Voice activity events and timeouts

Voice activity events indicate when speech start or end has been detected throughout a stream. The events are sent in real-time as they are detected by Speech-to-Text. Voice activity events can be useful for developing applications that rely on automatic detection of when a user has started or finished speaking. Speech-to-Text can also be configured to automatically close the stream based on voice activity.

Voice activity events are only available for StreamingRecognize gRPC requests.

Enable voice activity events

You can enable receiving voice activity responses by setting the enable_voice_activity_events flag to true under the streaming_features message.

Voice activity event types

Voice activity events are usually returned in real time as Speech-to-Text detects speech start or stop during the stream. They will usually be returned before the transcription results for the corresponding segment of speech. Speech activity events can be sent for audio that produces empty transcription results.

Speech Activity Begin

Sent when Speech-to-Text detects that speech has started.

{
  "speechEventType": "SPEECH_ACTIVITY_BEGIN",
  "speechEventOffset": "1.070s"
}

Speech Activity End

Sent when Speech-to-Text detects that speech has ended.

{
  "speechEventType": "SPEECH_ACTIVITY_END",
  "speechEventOffset": "1.070s"
}
If the stream is closed before speech ends, a SPEECH_ACTIVITY_END event will not be sent.

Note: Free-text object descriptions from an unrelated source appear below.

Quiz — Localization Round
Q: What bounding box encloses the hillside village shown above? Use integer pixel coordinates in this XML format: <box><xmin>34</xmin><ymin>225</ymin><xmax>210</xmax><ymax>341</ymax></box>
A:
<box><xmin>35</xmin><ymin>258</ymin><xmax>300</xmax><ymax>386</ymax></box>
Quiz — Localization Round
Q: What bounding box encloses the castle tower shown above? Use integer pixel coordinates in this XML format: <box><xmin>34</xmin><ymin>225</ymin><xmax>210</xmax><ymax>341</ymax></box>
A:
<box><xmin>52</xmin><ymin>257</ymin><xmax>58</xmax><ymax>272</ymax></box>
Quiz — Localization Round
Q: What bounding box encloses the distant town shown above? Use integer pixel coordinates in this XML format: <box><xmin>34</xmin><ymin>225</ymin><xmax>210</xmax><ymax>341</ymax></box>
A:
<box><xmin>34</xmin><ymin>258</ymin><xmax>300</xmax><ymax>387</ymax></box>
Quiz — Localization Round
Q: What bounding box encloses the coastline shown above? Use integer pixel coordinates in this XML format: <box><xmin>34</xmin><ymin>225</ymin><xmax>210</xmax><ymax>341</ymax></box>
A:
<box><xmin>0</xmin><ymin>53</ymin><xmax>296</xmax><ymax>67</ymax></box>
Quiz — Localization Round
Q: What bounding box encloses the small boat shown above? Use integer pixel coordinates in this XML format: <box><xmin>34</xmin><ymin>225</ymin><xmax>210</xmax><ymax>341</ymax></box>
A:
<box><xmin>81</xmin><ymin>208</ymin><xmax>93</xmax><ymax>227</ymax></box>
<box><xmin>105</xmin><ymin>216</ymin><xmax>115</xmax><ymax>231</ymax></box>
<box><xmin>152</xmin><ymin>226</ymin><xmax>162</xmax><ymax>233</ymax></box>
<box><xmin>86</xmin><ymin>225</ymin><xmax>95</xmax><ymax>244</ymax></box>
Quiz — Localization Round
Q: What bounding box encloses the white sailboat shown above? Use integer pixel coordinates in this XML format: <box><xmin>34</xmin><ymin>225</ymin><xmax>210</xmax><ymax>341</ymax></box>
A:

Enable voice activity timeouts

You can enable voice activity timeouts by setting values on the voice_activity_timeout message in streaming_features. Voice activity timeouts must be greater than 500ms and less than 60s. Speech begin and end timeouts can be set independently.

Speech begin timeout

When a speech begin timeout is set, Speech-to-Text will automatically close the stream if speech has not started before the timeout period. Once a SPEECH_ACTIVITY_START event has been detected and returned, the timeout is canceled for the duration of the stream. This feature is useful for applications that expect a user to begin speaking within a given period of time.

Speech end timeout

When a speech end timeout is set, Speech-to-Text will automatically close the stream if no further speech is detected within the timeout duration after a SPEECH_ACTIVITY_END event. Once a SPEECH_ACTIVITY_START event has been detected and returned, the timeout is canceled and will start again once a SPEECH_ACTIVITY_END event is sent.

Time measurement for timeouts

Time elapsed is measured by the bytes of audio sent in requests to Speech-to-Text, as opposed to server time. This allows for preserving accuracy during variations in stream transmission. Sending very large audio chunks in requests, or sending requests in very rapid succession will reduce accuracy in timeout measurement. Note: the size limit for audio chunks is 15360 bytes per request.